Role of Steric Attraction and Bite-Angle Flexibility in Metal-Mediated C-H Bond Activation

We show quantum chemically that, contrary to common believe, bulky ligands in d(10)-ML2 complexes may enhance, instead of counteract, L-M-L bite-angle bending. The resulting more flexible or even nonlinear geometry translates into lower barriers for oxidative addition of the methane C-H bond to these complexes. This follows from our quantum chemical analyses of the bonding in and reactivity of bisphosphine palladium complexes Pd(PR3)(2) with varying steric bulk, based on relativistic dispersion-corrected DFT computations in combination with the activation strain model and quantitative MO theory. Ligands that are large but to some extent flat (instead of isotropically bulky) are shown to build up relatively strong dispersion interactions between their large surfaces ("sticky pancakes") when they bend toward each other. The resulting stabilization, a form of steric attraction, favors bending and thus enhances bite-angle flexibility. This leads to surprisingly low reaction barriers for methane C-H activation by the rather congested Pd(PCy3)(2) and Pd(PPh3)(2) model catalysts.

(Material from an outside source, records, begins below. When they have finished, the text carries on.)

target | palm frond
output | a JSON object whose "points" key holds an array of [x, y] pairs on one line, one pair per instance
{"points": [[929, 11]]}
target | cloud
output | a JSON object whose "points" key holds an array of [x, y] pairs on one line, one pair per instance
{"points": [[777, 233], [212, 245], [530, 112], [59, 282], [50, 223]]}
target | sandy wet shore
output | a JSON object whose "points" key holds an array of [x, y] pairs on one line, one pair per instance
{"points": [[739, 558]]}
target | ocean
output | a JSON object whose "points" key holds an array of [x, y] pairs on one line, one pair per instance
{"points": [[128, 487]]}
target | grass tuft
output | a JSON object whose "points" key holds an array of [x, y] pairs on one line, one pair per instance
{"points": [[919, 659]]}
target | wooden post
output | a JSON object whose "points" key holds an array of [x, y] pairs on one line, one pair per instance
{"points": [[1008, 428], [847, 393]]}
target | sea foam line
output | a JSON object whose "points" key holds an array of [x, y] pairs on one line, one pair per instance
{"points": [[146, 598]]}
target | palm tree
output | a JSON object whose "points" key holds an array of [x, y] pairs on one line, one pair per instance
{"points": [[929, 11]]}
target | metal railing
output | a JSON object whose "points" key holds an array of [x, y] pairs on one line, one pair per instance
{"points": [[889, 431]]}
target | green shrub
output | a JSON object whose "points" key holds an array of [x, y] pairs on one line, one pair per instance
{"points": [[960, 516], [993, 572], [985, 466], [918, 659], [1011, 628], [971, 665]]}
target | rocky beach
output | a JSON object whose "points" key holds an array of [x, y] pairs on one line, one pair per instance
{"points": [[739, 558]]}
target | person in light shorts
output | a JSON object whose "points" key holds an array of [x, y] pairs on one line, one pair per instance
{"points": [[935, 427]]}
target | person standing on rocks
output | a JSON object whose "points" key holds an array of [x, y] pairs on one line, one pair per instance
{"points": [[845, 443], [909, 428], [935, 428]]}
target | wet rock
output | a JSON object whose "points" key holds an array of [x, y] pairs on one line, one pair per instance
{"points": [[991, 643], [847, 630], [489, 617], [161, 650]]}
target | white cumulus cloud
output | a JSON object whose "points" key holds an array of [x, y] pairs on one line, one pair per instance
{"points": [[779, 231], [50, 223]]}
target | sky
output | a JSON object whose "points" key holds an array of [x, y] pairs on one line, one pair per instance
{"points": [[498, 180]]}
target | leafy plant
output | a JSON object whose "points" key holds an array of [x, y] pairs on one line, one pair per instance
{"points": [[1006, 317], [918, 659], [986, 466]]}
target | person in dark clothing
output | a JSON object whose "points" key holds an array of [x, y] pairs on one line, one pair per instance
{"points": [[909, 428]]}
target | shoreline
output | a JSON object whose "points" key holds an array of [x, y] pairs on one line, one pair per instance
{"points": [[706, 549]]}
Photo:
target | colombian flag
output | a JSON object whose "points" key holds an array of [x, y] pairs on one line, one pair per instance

Our findings not only explain the unexpected nonlinear L-M-L angles observed in crystallographic data but also more generally demonstrate the importance of dispersion interactions in realistic catalyst complexes. Perhaps most importantly, we reveal how the concept of steric attraction can serve as a tool for tuning bite-angle flexibility and thereby the activity of catalyst complexes.